If the image of the point $$P(1, -2, 3)$$ in the plane, $$2x + 3y - 4z + 22 = 0$$ measured parallel to the line, $$\frac{x}{1} = \frac{y}{4} = \frac{z}{5}$$ is $$Q$$, then $$PQ$$ is equal to:

We need to find the image $$Q$$ of the point $$P(1, -2, 3)$$ in the plane $$2x + 3y - 4z + 22 = 0$$, measured parallel to the line $$\frac{x}{1} = \frac{y}{4} = \frac{z}{5}$$.

The direction ratios of the given line are $$(1, 4, 5)$$.

Since the image is measured parallel to this line, we draw a line through $$P$$ with direction ratios $$(1, 4, 5)$$.

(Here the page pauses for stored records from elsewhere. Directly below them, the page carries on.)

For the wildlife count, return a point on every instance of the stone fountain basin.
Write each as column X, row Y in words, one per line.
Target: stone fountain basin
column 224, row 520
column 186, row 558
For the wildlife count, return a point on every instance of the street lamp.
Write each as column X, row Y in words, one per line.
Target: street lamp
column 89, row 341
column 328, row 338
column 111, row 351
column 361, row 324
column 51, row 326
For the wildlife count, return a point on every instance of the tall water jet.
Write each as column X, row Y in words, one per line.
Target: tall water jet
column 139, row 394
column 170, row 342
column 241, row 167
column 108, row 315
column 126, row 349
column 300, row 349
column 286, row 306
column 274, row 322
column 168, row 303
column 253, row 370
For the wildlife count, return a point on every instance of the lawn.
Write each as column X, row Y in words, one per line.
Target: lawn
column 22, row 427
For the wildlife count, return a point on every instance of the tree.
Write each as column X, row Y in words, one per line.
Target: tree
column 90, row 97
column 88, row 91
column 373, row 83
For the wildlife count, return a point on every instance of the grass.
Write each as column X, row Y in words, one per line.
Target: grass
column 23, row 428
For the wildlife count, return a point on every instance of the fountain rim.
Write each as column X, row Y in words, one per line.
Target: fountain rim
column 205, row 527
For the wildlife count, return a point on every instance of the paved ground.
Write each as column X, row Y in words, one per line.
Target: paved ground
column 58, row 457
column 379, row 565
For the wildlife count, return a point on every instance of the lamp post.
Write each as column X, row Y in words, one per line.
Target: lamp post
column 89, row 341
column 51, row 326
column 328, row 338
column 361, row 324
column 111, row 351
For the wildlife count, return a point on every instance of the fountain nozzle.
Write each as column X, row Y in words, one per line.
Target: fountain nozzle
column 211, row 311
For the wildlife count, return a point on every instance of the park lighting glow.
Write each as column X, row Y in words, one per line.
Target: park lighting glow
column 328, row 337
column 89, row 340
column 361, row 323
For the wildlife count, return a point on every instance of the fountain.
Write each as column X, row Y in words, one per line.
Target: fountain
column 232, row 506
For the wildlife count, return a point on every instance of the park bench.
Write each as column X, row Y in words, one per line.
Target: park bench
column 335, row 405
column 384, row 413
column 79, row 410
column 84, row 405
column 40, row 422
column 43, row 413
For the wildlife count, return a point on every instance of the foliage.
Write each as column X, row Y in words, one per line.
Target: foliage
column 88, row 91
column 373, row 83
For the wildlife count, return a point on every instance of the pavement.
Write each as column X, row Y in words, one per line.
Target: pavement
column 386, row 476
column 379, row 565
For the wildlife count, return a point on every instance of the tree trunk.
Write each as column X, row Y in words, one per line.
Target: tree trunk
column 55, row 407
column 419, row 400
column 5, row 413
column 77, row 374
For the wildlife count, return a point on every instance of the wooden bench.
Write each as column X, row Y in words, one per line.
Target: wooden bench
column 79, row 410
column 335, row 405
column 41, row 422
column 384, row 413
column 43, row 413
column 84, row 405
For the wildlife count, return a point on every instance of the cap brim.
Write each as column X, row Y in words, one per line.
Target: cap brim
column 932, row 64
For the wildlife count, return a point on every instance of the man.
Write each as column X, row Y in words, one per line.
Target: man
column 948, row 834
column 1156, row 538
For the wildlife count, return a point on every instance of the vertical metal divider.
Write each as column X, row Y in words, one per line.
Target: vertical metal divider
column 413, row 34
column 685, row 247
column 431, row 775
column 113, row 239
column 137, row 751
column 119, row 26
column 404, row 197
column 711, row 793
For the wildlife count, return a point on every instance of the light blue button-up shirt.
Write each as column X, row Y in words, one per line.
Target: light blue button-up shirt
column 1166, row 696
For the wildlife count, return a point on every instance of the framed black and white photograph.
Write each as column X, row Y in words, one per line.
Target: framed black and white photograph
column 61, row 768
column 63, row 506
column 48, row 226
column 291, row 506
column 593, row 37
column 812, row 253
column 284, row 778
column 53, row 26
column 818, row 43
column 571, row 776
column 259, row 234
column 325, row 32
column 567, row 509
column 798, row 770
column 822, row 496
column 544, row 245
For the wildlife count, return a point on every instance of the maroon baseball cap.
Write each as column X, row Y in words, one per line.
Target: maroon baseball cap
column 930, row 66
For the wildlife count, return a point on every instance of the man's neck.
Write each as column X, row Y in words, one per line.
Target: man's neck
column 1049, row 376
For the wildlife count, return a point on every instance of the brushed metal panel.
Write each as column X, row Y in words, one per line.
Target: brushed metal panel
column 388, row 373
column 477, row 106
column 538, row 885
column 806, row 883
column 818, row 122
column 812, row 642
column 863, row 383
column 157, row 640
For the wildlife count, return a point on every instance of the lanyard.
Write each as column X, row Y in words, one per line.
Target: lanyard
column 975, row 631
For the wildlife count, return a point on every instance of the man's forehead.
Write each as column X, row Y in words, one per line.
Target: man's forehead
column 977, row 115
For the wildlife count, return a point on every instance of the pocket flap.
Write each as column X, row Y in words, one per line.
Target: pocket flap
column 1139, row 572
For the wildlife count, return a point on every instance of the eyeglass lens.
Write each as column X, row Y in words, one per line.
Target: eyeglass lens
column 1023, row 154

The parametric equation of this line through $$P(1, -2, 3)$$ is:

$$x = 1 + t, \quad y = -2 + 4t, \quad z = 3 + 5t$$

This line meets the plane $$2x + 3y - 4z + 22 = 0$$. Substituting:

$$2(1 + t) + 3(-2 + 4t) - 4(3 + 5t) + 22 = 0$$

$$2 + 2t - 6 + 12t - 12 - 20t + 22 = 0$$

$$6 - 6t = 0$$

$$t = 1$$

So the foot of the line on the plane is:

$$F = (1 + 1, \; -2 + 4, \; 3 + 5) = (2, 2, 8)$$

Since $$Q$$ is the image of $$P$$ in the plane (measured along this direction), $$F$$ is the midpoint of $$PQ$$.

$$F = \frac{P + Q}{2}$$

$$Q = 2F - P = (2 \times 2 - 1, \; 2 \times 2 - (-2), \; 2 \times 8 - 3) = (3, 6, 13)$$

Now find $$PQ$$:

$$PQ = \sqrt{(3 - 1)^2 + (6 - (-2))^2 + (13 - 3)^2}$$

$$= \sqrt{4 + 64 + 100} = \sqrt{168} = \sqrt{4 \times 42} = 2\sqrt{42}$$

Therefore, $$PQ = 2\sqrt{42}$$, which is Option B.